It is festive time in rural Bihar, as millions of migrant workers have come back to their native village to celebrate Chhath festival.
"I am happy to be home after a year to celebrate Chhath," said Bachchu Thakur from Raghunathpur village in Aurangabad district. He works in Ludhina in Punjab.
It was almost an emotional experience, said Upender Paswan from the same village, to breathe in the fresh air and touch the paddy growing in the fields.
"I cannot describe the happiness in words. I waited for months for this moment," said Paswan, who works in Delhi.
Mahender Yadav, a resident of neighbouring Piroo village, said the arrival of migrant workers has added flavour and life to the festival.
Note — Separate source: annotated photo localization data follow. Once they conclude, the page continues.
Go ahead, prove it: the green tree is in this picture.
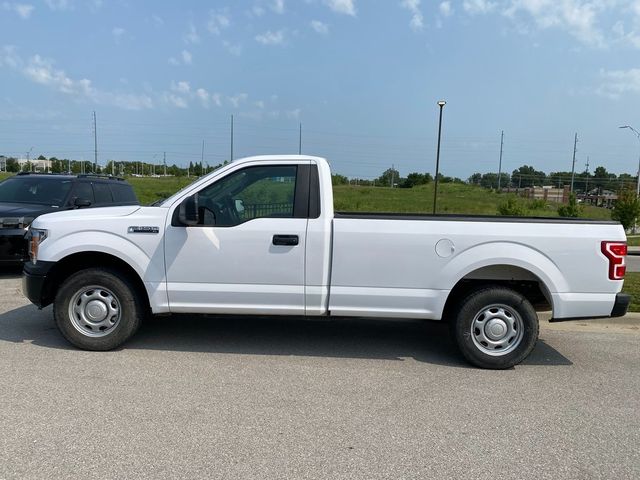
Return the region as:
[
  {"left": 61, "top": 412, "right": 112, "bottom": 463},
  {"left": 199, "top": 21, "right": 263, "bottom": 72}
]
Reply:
[
  {"left": 612, "top": 188, "right": 640, "bottom": 231},
  {"left": 331, "top": 174, "right": 349, "bottom": 186},
  {"left": 377, "top": 167, "right": 400, "bottom": 187},
  {"left": 6, "top": 157, "right": 19, "bottom": 172},
  {"left": 468, "top": 172, "right": 482, "bottom": 185},
  {"left": 401, "top": 172, "right": 432, "bottom": 188},
  {"left": 512, "top": 165, "right": 546, "bottom": 187}
]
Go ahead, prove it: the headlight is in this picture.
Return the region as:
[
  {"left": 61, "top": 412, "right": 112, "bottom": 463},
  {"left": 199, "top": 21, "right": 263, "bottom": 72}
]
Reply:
[{"left": 29, "top": 228, "right": 48, "bottom": 265}]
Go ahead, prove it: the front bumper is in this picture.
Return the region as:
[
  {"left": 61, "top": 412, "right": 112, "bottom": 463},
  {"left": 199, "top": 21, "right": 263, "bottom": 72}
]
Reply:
[
  {"left": 0, "top": 229, "right": 29, "bottom": 264},
  {"left": 22, "top": 260, "right": 55, "bottom": 308}
]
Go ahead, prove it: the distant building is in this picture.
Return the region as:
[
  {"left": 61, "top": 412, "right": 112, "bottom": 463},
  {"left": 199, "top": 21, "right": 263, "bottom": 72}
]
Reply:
[{"left": 17, "top": 158, "right": 52, "bottom": 172}]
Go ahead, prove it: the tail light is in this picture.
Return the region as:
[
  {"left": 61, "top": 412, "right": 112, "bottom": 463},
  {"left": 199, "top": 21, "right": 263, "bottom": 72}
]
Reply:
[{"left": 601, "top": 241, "right": 627, "bottom": 280}]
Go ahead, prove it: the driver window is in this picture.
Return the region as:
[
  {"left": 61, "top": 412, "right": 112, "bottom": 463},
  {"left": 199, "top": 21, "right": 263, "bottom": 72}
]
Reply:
[{"left": 197, "top": 165, "right": 297, "bottom": 227}]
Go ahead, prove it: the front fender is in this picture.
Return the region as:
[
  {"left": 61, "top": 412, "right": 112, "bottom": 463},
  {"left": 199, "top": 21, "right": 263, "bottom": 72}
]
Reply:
[{"left": 40, "top": 230, "right": 165, "bottom": 283}]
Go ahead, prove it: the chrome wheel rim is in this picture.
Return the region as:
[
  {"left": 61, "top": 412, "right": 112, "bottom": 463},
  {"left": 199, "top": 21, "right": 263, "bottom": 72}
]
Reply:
[
  {"left": 68, "top": 285, "right": 121, "bottom": 338},
  {"left": 471, "top": 304, "right": 524, "bottom": 356}
]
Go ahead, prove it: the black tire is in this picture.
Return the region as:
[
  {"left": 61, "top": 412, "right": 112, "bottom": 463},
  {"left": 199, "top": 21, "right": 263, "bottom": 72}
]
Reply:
[
  {"left": 450, "top": 286, "right": 539, "bottom": 369},
  {"left": 53, "top": 268, "right": 143, "bottom": 351}
]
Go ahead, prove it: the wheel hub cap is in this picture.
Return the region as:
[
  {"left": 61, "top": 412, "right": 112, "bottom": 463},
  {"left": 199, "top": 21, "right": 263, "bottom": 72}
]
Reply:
[
  {"left": 68, "top": 286, "right": 121, "bottom": 338},
  {"left": 86, "top": 300, "right": 108, "bottom": 322},
  {"left": 470, "top": 304, "right": 525, "bottom": 356},
  {"left": 485, "top": 318, "right": 508, "bottom": 340}
]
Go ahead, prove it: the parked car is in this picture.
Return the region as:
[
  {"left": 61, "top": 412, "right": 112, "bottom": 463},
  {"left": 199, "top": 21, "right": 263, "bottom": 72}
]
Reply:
[
  {"left": 0, "top": 173, "right": 138, "bottom": 264},
  {"left": 22, "top": 156, "right": 629, "bottom": 368}
]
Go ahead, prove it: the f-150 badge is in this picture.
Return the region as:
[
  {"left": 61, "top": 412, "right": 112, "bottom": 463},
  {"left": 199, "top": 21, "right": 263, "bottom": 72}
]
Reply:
[{"left": 128, "top": 226, "right": 160, "bottom": 234}]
"My son, who works in Gujarat, has joined us to celebrate Chhath," Yadav said.
According to officials in the state government, at least two million migrant workers have already reached their homes.
"Chhath is one festival for which migrant workers insist on being in Bihar, so that they can be part of family gatherings and the celebrations," said a police official.
Bachchu and Upendra are busy meeting their friends and other villagers.
"We are enjoying every minute because after a few days, we will have to leave our village to go back to the cities where we work. We will be back only by next Chhath," they said.
The four-day Chhath festival began on Saturday and ends on Tuesday morning. Millions of people, most of them married women, throng the river banks in the morning to bathe before preparing traditional food.
Celebrated six days after Diwali, Chhath is dedicated to Surya, the Sun god. During the festival, married women observe a fast for 36 hours. Devotees offer wheat, milk, sugarcane, bananas and coconuts to the gods.
The main ritual is known as arghya -- when devotees stand waist-deep in water and offer prayers to the Sun god on the banks of rivers.